Le risque est d’autant moins neutre que la vérification de l’identité des demandeurs pour enregistrer des DNS n’est pas forcément contraignante. En France, hormis le « .gouv.fr » strictement interdit à tout acteur en dehors de l’État français, les autres extensions restent disponibles. Elles le sont sur le principe du « premier demandé, premier servi » selon les règles édictées par l’ICANN (Internet Corporation for Assigned Names and Numbers), l’autorité de régulation mondiale d’Internet.

Même en France, l’AFNIC (Association française pour le nommage Internet en coopération), en charge du « .fr », a fini par assouplir ses exigences et s’aligner sur la position internationale. L’identité des demandeurs est donc vérifiée a minima sur la base de leur bonne foi morale et sans toujours fournir des éléments comme un nom de contact, une adresse physique ou un téléphone.

C’est là où il convient de bien choisir son bureau d’enregistrement quand on procède à un dépôt de DNS. La plupart des acteurs sont des entités privées à vocation commerciale. Certains encouragent fortement les demandeurs à faire des enregistrements sur les nouvelles extensions qu’ils créent et vendent mais se dédouanent ensuite lorsque des abus du genre cybersquatting surviennent et restent aux abonnés absents.

Enjeu n°3 : quels recours pour protéger ses DNS ?

Avant même d’envisager le piratage ou le cybersquatting, il est une action à mener impérativement et qui est pourtant assez souvent oubliée selon Nicolas Pawlak, qui réalise une veille quotidienne sur les noms de domaine malveillants sur son site « Red Flag Domains » : la date d’expiration du dépôt de DNS. Si le renouvellement n’est pas effectué dans le temps imparti, l’adresse redevient disponible pour quiconque. Il s’agit donc de planifier rigoureusement les échéances pour éviter un tel cas de figure qui peut rendre un site Web inutilisable.

Ensuite, face à un abus constaté, l’entreprise dispose de plusieurs recours pour rendre inactif le site litigieux. En France, elle peut formuler une requête auprès de l’AFNIC pour que celui-ci soit bloqué dans un premier temps puis supprimé si le délit est avéré. La procédure prend entre 2 et 7 jours selon la complexité du cas. D’autant plus que les dossiers ne sont pas toujours évidents. A cet égard, Nicolas Pawlak a cité l’amusante anecdote autour du DNS « mamie est chaude.fr ». Sur le coup, un site pornographique était suspecté. En fin de compte, l’adresse renvoyait vers le site Web d’un boulanger de Versailles !

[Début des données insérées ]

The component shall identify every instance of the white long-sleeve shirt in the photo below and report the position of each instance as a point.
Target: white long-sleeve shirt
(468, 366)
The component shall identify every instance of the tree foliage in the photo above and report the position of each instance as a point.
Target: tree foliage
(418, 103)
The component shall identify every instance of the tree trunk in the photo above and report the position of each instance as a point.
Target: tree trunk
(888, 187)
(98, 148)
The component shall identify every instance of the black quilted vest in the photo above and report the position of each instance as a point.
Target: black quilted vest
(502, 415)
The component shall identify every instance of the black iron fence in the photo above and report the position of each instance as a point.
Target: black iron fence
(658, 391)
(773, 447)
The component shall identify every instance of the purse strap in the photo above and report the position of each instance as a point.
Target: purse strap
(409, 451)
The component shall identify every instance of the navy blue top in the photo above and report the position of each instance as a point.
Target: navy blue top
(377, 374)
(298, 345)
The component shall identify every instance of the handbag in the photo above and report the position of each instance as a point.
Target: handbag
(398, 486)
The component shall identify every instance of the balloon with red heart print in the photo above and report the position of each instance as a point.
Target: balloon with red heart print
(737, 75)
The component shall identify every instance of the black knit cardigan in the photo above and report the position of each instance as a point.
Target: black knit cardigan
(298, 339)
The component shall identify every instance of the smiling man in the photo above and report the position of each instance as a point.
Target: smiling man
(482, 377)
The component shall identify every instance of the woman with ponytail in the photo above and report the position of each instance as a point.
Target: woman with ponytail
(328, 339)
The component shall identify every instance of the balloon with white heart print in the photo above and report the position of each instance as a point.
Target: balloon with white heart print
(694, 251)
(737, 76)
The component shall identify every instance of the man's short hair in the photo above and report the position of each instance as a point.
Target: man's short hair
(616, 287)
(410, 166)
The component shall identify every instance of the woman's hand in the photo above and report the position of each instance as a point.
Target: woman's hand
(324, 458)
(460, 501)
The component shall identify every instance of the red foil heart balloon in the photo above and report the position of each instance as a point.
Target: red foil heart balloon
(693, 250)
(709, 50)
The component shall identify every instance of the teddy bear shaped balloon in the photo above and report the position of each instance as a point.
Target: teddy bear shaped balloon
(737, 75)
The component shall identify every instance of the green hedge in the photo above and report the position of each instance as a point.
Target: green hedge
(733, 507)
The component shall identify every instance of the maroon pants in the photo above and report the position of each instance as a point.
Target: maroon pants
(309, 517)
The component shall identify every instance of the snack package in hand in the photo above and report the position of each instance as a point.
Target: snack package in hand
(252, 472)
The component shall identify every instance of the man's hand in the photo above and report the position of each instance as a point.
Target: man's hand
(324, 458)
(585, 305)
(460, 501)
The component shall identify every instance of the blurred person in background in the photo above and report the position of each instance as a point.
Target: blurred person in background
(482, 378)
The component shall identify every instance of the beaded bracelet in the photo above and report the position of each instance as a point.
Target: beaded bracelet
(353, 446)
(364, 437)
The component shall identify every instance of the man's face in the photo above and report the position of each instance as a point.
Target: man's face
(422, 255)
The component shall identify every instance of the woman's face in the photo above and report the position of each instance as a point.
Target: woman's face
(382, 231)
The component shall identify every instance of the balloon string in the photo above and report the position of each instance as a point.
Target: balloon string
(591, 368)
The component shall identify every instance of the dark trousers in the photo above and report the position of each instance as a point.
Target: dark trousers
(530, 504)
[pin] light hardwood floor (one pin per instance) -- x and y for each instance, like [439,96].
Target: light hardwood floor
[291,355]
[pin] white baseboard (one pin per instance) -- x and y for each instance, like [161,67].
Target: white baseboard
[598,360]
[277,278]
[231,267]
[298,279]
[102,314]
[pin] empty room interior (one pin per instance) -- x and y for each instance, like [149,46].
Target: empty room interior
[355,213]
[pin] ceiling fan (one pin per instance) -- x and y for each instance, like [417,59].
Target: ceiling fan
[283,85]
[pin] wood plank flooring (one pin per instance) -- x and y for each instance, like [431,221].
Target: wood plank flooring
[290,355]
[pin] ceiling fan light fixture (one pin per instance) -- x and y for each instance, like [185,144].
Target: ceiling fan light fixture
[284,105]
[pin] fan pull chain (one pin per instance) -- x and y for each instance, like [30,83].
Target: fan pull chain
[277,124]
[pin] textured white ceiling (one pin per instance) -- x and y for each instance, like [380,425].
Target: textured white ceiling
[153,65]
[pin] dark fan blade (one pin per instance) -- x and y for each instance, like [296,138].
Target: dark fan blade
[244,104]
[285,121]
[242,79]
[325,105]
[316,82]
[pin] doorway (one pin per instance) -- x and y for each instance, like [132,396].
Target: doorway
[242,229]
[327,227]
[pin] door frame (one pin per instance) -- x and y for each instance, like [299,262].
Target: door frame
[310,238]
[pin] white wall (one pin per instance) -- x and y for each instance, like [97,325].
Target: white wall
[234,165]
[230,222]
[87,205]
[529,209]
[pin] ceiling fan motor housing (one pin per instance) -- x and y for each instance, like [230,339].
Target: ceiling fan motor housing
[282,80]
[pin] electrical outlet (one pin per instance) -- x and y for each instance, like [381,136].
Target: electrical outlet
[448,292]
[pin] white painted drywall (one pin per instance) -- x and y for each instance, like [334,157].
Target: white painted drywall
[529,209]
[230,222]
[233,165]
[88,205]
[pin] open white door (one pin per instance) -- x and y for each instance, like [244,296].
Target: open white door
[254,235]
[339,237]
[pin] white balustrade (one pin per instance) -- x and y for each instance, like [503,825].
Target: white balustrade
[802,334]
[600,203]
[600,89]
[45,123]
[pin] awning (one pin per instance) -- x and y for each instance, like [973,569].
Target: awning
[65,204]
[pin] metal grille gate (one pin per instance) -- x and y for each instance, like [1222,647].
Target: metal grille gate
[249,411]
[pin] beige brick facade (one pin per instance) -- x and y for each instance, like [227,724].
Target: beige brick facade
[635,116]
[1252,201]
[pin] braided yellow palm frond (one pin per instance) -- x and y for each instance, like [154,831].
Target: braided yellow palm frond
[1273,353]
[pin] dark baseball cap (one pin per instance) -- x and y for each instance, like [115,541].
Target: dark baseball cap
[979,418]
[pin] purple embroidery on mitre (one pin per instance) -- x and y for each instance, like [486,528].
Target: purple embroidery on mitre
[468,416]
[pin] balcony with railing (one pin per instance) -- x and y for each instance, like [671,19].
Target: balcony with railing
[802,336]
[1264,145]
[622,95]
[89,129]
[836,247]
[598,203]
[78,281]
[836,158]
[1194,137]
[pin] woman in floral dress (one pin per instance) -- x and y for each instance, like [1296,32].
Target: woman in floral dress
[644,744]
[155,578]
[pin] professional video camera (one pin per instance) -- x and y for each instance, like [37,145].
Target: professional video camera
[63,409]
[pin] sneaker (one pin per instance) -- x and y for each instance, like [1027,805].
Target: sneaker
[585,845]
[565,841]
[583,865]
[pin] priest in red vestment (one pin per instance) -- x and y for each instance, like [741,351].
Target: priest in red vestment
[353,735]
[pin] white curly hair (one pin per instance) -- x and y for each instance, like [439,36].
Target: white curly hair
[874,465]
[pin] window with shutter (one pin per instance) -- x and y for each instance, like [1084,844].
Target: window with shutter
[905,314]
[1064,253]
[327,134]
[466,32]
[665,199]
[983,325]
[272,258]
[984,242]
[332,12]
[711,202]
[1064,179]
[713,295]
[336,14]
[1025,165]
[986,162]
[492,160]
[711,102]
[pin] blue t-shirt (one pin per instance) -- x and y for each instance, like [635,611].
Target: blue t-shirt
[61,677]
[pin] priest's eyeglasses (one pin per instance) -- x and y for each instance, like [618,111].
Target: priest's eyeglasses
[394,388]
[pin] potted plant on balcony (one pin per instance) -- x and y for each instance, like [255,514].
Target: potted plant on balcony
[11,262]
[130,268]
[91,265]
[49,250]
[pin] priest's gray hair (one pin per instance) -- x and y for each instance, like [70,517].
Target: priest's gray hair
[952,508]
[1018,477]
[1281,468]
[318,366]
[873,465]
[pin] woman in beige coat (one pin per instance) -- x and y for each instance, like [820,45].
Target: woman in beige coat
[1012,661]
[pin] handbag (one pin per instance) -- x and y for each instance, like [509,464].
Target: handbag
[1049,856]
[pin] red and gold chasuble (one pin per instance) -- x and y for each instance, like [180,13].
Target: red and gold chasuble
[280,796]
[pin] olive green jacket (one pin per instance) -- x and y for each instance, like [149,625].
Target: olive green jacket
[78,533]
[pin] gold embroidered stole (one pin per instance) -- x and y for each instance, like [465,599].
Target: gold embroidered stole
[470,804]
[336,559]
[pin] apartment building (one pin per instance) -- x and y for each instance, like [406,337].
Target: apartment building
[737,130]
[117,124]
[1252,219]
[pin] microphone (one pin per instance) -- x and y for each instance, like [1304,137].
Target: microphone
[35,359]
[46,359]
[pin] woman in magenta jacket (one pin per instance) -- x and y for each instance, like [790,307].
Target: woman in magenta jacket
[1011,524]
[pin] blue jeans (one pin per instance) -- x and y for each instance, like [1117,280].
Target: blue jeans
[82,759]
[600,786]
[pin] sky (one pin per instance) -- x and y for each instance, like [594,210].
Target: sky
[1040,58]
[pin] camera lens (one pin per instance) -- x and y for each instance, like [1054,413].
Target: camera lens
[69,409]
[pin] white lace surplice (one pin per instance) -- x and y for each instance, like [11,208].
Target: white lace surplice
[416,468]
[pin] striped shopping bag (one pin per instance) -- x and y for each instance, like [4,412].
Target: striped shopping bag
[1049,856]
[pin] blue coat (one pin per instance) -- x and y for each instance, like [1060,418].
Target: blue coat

Le bureau d’enregistrement via lequel les DNS ont été déposés, peut aussi être un allié utile pour entreprendre les démarches face à une dérive avérée. L’hébergeur du site suspect peut également être sollicité mais sans garantie de temporalité courte. Enfin, une fois que le DNS délictueux ou usurpé est radié, l’entreprise peut aussi demander le transfert de ce dernier s’il est considéré comme essentiel dans la gestion de son portefeuille d’adresses.

Enjeu n°4 : s’astreindre à un nommage cohérent et une vraie gouvernance

Autant il est capital d’avoir des noms de domaine signifiants et facilement mémorisables, autant il est fortement conseillé d’avoir une stratégie de nommage homogène pour son portefeuille d’adresses. Jérôme Guihal de l’Anssi déplore que certaines entreprises fassent preuve d’un certain laxisme dans le nommage de noms de domaines qu’elles vont ensuite utiliser.

Le cas de La Poste a été évoqué. Pour ses différents services en ligne, le numéro 1 français de la distribution de courrier n’hésite pas à enregistrer des noms de domaine où ne figure plus la mention « la poste.fr ». C’est le cas notamment pour les activités de Colissimo où le libellé du DNS est totalement différent.

Aux yeux de l’expert, il s’agit certes d’un risque moindre en termes de sécurité pure mais cela peut brouiller la compréhension des internautes. Ceux-ci peuvent en effet penser qu’il s’agit d’une énième opération de phishing ou de site frauduleux et ne pas cliquer sur la notification pourtant vraie qui leur a été envoyée.

Il ressort donc la nécessité absolue pour une entreprise de mettre en place une gouvernance dans la gestion de ses noms de domaines. Et ce pour éviter d’en perdre la jouissance, d’être piraté ou usurpé, voire d’introduire la confusion auprès de ses publics. A cela s’ajoute la précaution de bien choisir son bureau d’enregistrement pour disposer d’un partenaire fiable en toutes circonstances.